Jared out, luck in!

The Japanese holiday of Setsubun is upon us again! This year it takes place one day earlier than usual which just means we can get our hands on some fully loaded ehomaki sushi rolls even sooner.

For those unfamiliar with Setsubun, it’s a sort of early spring holiday with numerous customs depending on the region but an overarching theme of driving out bad luck and starting anew with good luck.

Stemming from the Kansai region is the custom of eating large sushi rolls called ehomaki which loosely translates to “lucky direction rolls.” This is because custom dictates that they should be eaten while jutting out of the mouth in a certain lucky direction.

It was basically a PR stunt by merchants for Osaka and the surrounding area to help sell their sushi full of “lucky ingredients” during this auspicious time. It wasn’t until fairly recently that the concept spread outside of Kansai, to the point that older Japanese people in the father reaches of the country may have no experience with it.

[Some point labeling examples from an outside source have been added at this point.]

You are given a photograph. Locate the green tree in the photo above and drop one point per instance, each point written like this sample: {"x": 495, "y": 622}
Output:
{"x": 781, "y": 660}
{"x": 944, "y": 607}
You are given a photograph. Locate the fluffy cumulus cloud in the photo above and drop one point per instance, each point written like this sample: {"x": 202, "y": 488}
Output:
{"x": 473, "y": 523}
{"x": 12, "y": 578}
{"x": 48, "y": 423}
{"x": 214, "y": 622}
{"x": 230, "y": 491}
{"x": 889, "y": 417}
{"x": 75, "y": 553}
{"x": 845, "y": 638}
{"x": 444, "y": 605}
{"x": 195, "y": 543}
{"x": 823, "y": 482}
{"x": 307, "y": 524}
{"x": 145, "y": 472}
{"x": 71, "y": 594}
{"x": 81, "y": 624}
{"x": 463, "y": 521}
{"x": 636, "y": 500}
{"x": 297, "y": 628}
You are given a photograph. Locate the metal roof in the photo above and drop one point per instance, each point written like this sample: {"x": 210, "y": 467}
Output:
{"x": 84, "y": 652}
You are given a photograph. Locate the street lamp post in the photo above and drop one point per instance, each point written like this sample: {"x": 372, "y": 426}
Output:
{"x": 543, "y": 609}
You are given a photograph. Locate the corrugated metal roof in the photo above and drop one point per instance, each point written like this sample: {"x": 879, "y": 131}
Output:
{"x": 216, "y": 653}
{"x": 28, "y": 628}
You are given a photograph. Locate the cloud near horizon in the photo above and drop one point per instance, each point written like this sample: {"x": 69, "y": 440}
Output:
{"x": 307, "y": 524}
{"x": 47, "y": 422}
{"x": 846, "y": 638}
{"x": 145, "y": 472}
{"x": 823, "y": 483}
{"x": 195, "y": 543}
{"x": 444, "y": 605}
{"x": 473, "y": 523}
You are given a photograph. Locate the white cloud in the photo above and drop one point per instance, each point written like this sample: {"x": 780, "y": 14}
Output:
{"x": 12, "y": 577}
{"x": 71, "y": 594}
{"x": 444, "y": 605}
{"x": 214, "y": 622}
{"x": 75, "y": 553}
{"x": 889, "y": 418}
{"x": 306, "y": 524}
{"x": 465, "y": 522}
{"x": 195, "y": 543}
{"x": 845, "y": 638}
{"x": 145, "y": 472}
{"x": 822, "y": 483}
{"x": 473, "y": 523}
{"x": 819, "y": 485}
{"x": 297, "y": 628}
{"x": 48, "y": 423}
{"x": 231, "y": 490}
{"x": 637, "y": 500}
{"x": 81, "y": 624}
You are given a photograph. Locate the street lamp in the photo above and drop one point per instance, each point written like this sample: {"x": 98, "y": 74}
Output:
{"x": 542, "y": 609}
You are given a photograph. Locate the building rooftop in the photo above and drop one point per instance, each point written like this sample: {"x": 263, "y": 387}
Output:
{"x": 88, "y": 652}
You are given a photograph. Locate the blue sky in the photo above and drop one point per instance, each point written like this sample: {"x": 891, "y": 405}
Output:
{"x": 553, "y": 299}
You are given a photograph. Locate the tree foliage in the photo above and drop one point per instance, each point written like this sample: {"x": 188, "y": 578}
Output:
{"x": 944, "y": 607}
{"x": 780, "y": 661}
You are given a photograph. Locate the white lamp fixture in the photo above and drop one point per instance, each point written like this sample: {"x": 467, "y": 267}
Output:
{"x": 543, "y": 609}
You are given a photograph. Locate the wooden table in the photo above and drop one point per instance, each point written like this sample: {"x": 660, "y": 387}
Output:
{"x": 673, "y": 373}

▼ Our writer from Kansai (left) feeding an ehomaki to an unsuspecting writer from Tokyo (right).

However, being the great business gimmick it is, it’s been catching on really quickly. Now some non-sushi restaurant have even tried to get in on the action with eho-roll-cakes and eho-pizza, which is just a regular pizza folded in two.

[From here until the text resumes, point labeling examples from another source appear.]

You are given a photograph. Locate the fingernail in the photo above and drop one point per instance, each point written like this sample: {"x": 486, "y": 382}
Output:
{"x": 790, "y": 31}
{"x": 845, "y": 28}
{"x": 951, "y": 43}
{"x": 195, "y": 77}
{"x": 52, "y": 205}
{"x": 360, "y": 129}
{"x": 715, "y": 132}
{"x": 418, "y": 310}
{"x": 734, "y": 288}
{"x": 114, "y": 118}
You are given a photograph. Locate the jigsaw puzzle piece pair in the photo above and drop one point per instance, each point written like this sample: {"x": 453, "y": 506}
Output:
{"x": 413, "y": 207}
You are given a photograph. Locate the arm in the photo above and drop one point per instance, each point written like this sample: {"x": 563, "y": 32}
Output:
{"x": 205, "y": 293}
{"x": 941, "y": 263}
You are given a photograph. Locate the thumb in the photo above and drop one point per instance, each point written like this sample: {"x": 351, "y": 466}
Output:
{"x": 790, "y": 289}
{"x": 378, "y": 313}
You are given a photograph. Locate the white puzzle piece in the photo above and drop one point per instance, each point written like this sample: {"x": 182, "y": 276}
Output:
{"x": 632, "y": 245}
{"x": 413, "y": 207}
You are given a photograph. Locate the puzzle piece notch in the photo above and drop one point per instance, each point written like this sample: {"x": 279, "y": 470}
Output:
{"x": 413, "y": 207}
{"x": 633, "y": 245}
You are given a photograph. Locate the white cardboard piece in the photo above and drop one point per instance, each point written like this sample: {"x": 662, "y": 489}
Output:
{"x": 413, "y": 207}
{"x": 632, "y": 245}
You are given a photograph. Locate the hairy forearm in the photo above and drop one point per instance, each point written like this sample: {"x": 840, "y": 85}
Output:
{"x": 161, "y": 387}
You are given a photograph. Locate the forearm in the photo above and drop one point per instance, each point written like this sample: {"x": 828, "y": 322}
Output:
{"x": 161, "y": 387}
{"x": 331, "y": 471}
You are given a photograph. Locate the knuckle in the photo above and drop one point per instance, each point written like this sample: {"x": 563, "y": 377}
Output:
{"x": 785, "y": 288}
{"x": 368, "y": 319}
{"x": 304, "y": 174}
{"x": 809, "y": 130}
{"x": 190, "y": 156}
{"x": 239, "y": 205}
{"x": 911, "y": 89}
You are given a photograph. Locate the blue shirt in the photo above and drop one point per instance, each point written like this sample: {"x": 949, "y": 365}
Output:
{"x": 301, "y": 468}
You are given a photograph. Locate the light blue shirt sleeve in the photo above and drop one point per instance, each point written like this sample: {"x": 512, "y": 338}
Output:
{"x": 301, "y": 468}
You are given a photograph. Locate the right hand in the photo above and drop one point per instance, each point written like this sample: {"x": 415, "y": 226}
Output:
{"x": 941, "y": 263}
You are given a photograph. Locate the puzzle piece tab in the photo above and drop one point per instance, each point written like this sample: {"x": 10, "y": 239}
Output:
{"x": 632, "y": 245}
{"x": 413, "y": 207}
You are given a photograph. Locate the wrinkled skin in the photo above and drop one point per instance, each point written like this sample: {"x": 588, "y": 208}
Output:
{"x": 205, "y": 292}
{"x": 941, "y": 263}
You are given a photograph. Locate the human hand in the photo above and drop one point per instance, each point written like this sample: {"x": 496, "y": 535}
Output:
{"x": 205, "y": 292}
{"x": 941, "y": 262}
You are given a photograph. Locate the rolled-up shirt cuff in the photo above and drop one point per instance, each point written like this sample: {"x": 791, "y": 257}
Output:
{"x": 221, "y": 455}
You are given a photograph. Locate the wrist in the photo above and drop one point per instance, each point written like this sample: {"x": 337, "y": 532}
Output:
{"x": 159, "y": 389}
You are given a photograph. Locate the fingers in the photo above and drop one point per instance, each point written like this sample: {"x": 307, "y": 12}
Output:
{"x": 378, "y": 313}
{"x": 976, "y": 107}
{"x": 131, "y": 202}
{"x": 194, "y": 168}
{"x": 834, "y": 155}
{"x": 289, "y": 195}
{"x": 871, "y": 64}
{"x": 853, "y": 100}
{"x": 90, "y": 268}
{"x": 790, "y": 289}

Normally such blatant co-opting of a holiday tradition might seem a little gauche, but since the whole point of ehomaki was a marketing ploy to begin with, it’s actually pretty much in tune with the true spirit of the custom.

So it’s also great that Subway has decided to join in on the fun with their eho-subs. These are actually just regular footlong BLT and roast chicken subs, but with a different name and a little cheaper!

They’re only available from 29 January to 3 February, so our writer Saya Togashi hurried down on the first day to try one out for 650 yen (US$6.20). At her local Subway, there were some pre-made eho-subs all wrapped and ready to go, but it’s also okay to have one custom made in true Subway fashion.

In Japan, six-inch subs are by far the standard, so Saya was rather alarmed by the size of this footlong. As tradition dictates, the sushi roll — or submarine sandwich in this case — must be eaten in its entirety while pointing in the lucky direction without cutting or breaking and without uttering a word.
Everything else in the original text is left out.